Ce qui est vrai, du reste. Et il y a fort à parier que, ni Eric Toledano, ni Olivier Nakache n’ont jamais prétendu représenter la psychanalyse. Mais ce qu’ils ont compris devant ce massif de l’irreprésentable, c’est que c’est là le moteur de la représentation. Qu’une représentation digne de ce nom ne désire que l’irreprésentable. Ce qui ne signifie pas qu’elle finit par le réduire, l’irreprésentable, à ce qui est représenté, mais qu’elle tourne autour de ce qui toujours et malgré la représentation, reste irreprésentable. Freud devient, par là même, dans cette série pour la télévision, pris aux mots et source du désir de représentation.
C’est pourquoi, cette mise en images, par la simple suite de champs-contrechamps finement rythmés, permet de donner à penser et à voir ce que c’est, ce qui se joue, ce qui se passe, avec et dans la psychanalyse (...)
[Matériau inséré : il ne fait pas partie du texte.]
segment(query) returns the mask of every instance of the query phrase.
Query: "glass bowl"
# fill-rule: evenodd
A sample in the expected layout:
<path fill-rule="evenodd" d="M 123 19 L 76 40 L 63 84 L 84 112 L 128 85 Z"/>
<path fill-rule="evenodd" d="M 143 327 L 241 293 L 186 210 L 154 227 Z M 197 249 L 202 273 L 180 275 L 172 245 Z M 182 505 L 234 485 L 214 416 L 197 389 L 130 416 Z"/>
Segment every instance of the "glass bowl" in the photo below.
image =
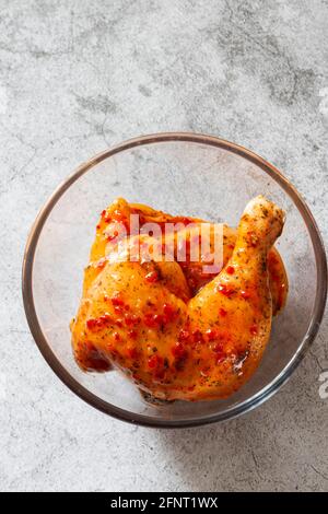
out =
<path fill-rule="evenodd" d="M 290 281 L 283 313 L 253 378 L 224 400 L 148 404 L 118 372 L 83 373 L 69 323 L 99 212 L 116 197 L 172 214 L 236 225 L 247 201 L 263 194 L 286 211 L 277 247 Z M 107 414 L 148 427 L 192 427 L 226 420 L 270 398 L 312 344 L 327 288 L 324 245 L 296 189 L 271 164 L 237 144 L 195 133 L 126 141 L 82 164 L 49 198 L 30 234 L 23 297 L 34 339 L 48 364 L 78 396 Z"/>

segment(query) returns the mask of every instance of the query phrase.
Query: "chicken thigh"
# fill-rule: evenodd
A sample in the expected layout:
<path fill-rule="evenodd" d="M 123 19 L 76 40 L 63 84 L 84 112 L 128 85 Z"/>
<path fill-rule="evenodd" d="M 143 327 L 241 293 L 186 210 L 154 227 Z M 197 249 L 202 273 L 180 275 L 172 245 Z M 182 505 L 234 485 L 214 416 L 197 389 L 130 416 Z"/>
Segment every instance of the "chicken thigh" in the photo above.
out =
<path fill-rule="evenodd" d="M 184 230 L 190 221 L 202 222 L 122 199 L 103 212 L 71 323 L 77 362 L 85 371 L 119 369 L 157 399 L 227 397 L 255 372 L 272 314 L 285 302 L 286 276 L 272 248 L 282 210 L 259 196 L 247 205 L 237 231 L 224 225 L 223 268 L 212 276 L 203 276 L 201 259 L 191 262 L 188 255 L 185 262 L 131 259 L 136 244 L 159 244 L 154 235 L 129 234 L 131 212 L 141 224 L 174 221 Z M 117 242 L 110 248 L 118 235 L 113 222 L 128 229 L 125 258 Z M 174 252 L 176 246 L 174 241 Z"/>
Ecouter cette micro-nuance qui se donne dans la parole, et non seulement dans ce qui se dit, mais encore dans ce qui ne se dit pas dans ce qui se dit, c’est cela l’accueil de l’oreille de l’analyste. Accueillir est écouter. Ralentir. Prêter son oreille à ce qui prend le nom ou la figure du rebut, du déchet, des fissures, des marges, de ce que soi-même ou les autres le plus souvent, jettent, repoussent, oublient, éloignent, excluent, c’est bien le vif de l’analyse. Art des détails. Oxymoron magnifique de Lacan : science de ce qui ne marche pas. En thérapie marche parce que c’est la mise en image de l’accueil de ce qui ne marche pas.
Un dernier mot. Le plus important puisqu’il y va de ce qui vient. Ce faire avec ce qui arrive, et quoi que soit ce qui arrive, fait de la psychanalyse un synonyme du politique. Comment ne pas voir cela dans ce autour de quoi tourne obsessionnellement la série elle-même : la terreur qui s’est abattue sur le pays le 13 novembre 2015. (...)
l’inquiétude pour la survie des corps parlants les uns avec les autres. Où s’entremêlent inextricablement le singulier et le multiple, l’unique de la parole et le pluriel des corps. Sans cela, il n’y a ni psychanalyse, ni politique. En thérapieest la mise en images de ce fait étonnant que le lien social s’allonge (ou s’assoit, qu’importe) tous les jours et plusieurs fois par jour sur le divan des psychanalystes.
Il n’y a donc pas de psychanalyse qui ne soit engagée par la chose politique. Que les psychanalystes l’acceptent ou le refusent, d’ailleurs. Faire avec ce qui arrive oblige. Oblige n’en déplaise à certain.es, à être altéré sans cesse par ce qui vient et à se laisser interroger et se reprendre, se théoriser, se repenser depuis et avec, oui avecles questions postcoloniales, les différences sexuelles, les identités multiples et mouvantes, les mises en questions trans les plus radicales. Etre dérangé et plongé dans le non savoir de ce qui arrive, avoir à bricoler avec cela, c’est le quotidien de la psychanalyse et ce quotidien est l’extraordinaire même. (...)
En thérapie montre qu’à venir est l’autre nom de la psychanalyse. On l’avait certainement oublié. Il faudra penser à une rétrocession d’honoraires.